Nuclear waste issues will be addressed by two speakers Thursday evening (Jan. 31) in a program presented by the St. Bonaventure University Center for Nonviolence. The talks will take place at 7:30 p.m. in the auditorium of the Walsh Science Center on campus.
In a presentation titled “The Nuclear Dilemma: No Good Place to Put the Waste,” Dr. Ray Vaughan, an environmental scientist with the New York State Attorney General’s Office, will address the question of what to do with the nation’s nuclear waste.
Vaughan will discuss the accumulation of radioactive waste at sites across the country, including nearby West Valley, where the U.S. Department of Energy has for decades been overseeing the cleanup of a defunct radioactive waste reprocessing center.
Also presenting at the session will be Barbara Dyskant of Olean. Her talk, “Radioactive Forks, Watches, Toys and Zippers?” will address a controversial Department of Energy plan to release and mix radioactive metal into recycling and landfill operations.

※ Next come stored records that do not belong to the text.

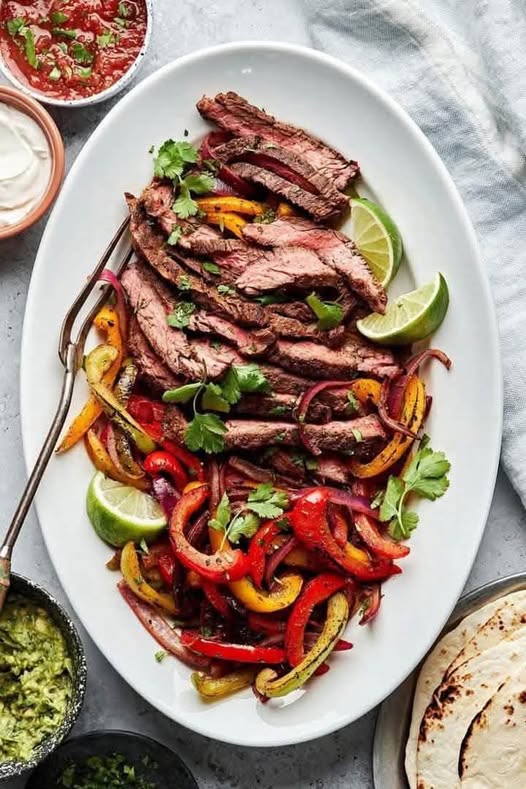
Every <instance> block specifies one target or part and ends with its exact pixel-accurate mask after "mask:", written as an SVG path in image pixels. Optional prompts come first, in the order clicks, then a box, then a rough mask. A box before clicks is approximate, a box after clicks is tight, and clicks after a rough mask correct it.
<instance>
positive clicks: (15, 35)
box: [6, 16, 26, 38]
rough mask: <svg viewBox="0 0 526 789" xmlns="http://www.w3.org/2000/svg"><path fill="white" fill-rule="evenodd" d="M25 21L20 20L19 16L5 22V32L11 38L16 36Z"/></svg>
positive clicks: (22, 25) (21, 28)
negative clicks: (5, 22)
mask: <svg viewBox="0 0 526 789" xmlns="http://www.w3.org/2000/svg"><path fill="white" fill-rule="evenodd" d="M25 24H26V20H25V19H22V17H21V16H15V18H14V19H8V20H7V22H6V28H7V32H8V33H9V35H10V36H12V37H13V38H14V37H15V36H16V34H17V33H18V32H19V31H20V30H21V29H22V28H23V27H24V26H25Z"/></svg>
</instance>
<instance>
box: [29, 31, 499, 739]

Dyskant said the proposal calls for the release of some 14,000 metric tons of metal from radioactively contaminated weapons sites into the recycling stream; metals that could end up in consumer and industrial products such as silverware, pants zippers, watches and furniture frames.
Dyskant, who maintains that radiation exposure at all levels presents a risk, and whose daughter is a leukemia survivor, has joined a petition drive to scuttle the plan.
Thursday’s talk is free and open to the public.